Reprise de la commercialisation d’Orange Sports : la fin de l’interdiction générale de la vente subordonnée ?
Par un arrêt du 14 mai 2009, la Cour d’Appel de Paris a infirmé le jugement du Tribunal de Commerce qui avait considéré qu’en subordonnant l’abonnement à Orange Foot à la souscription d’un abonnement à Internet haut débit Orange, France Télécom et Orange se livraient à une vente liée interdite par l’article L. 122-1 du Code de la consommation.
La Cour d’Appel de Paris se fonde sur la directive 2005/29/CE du 11 mai 2005 relative aux pratiques commerciales déloyales des entreprises vis-à-vis des consommateurs qui, dans la liste des pratiques interdites en toutes circonstances, n’inclue pas la vente subordonnée.
Or, l’article L. 122-1 du Code de la consommation dispose qu’il est interdit « de subordonner la vente d’un produit ou l’achat d’une quantité imposée ou l’achat concomitant d’un autre produit ou d’un autre service ainsi que de subordonner la prestation d’un service à celle d’un autre service ou à l’achat d’un produit ».
La Cour reprend la réponse de la CJCE dans une affaire récente portant sur un problème similaire posé par la législation belge (C-261/07 et C-299-07), selon laquelle la directive doit être interprétée en ce sens qu’elle s’oppose à une réglementation nationale qui, sauf certaines exception et sans tenir compte des circonstances spécifiques du cas d’espèce, interdit tout offre conjointe faite par un vendeur à un consommateur.
Plutôt que d’écarter la loi française comme incompatible avec le droit communautaire, la Cour d’Appel l’interprète dans un sens qui la rende conforme et qui assure la pleine effectivité de la directive. Elle étudie donc la pratique litigieuse de France Télécom à la lumière de la directive afin de voir si elle constitue une pratique déloyale, c’est-à-dire qui est contraire aux exigences de la diligence professionnelle et altère ou est susceptible d’altérer de manière substantielle le comportement économique du consommateur moyen par rapport au produit.
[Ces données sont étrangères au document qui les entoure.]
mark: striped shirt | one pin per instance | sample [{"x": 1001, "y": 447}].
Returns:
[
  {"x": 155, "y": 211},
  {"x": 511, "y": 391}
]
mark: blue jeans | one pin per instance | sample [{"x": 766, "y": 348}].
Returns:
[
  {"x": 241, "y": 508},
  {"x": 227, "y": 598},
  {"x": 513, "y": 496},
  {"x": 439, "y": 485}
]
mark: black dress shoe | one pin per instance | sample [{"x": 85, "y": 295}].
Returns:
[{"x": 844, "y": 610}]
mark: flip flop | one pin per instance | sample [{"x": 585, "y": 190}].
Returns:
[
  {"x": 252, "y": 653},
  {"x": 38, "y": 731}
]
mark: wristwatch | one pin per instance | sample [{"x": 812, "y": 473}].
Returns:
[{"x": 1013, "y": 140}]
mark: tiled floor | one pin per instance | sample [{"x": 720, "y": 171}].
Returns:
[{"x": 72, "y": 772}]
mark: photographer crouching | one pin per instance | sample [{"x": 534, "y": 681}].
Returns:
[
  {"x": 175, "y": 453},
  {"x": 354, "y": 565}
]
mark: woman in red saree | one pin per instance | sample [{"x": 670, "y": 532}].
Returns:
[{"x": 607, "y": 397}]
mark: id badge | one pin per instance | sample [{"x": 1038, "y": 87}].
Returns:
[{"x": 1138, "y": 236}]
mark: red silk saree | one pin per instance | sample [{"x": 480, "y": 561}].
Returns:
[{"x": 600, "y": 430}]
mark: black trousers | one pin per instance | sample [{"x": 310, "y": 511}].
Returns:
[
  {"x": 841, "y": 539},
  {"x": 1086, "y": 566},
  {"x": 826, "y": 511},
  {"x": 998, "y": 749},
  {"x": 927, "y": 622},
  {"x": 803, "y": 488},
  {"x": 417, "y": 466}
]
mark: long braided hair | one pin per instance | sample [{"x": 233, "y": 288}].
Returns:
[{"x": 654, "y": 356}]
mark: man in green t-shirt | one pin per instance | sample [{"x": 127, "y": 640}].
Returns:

La Cour en conclue que le seul fait qu’un consommateur doivent souscrire à un abonnement ADSL Orange pour obtenir l’accès à la chaîne Orange Sports ne répond pas à la notion de pratique déloyale de la directive. L’ensemble des opérateurs du marché de la télévision payante cherche à offrir des services innovants ou à l’acquisition de droits exclusifs. Le consommateur se détermine donc en considération des services associés aux abonnements ADSL et de la différenciation par rapport aux offres concurrente. L’essentiel est que le consommateur soit libre de ne pas souscrire à certaines offres ce qui est le cas pour la chaîne Orange Sports.
Cet arrêt impose donc désormais un examen au cas par cas des pratiques de vente subordonnée en considération des circonstances de chaque espèce afin de déterminer si elles constituent ou non une pratique commerciale déloyale interdite.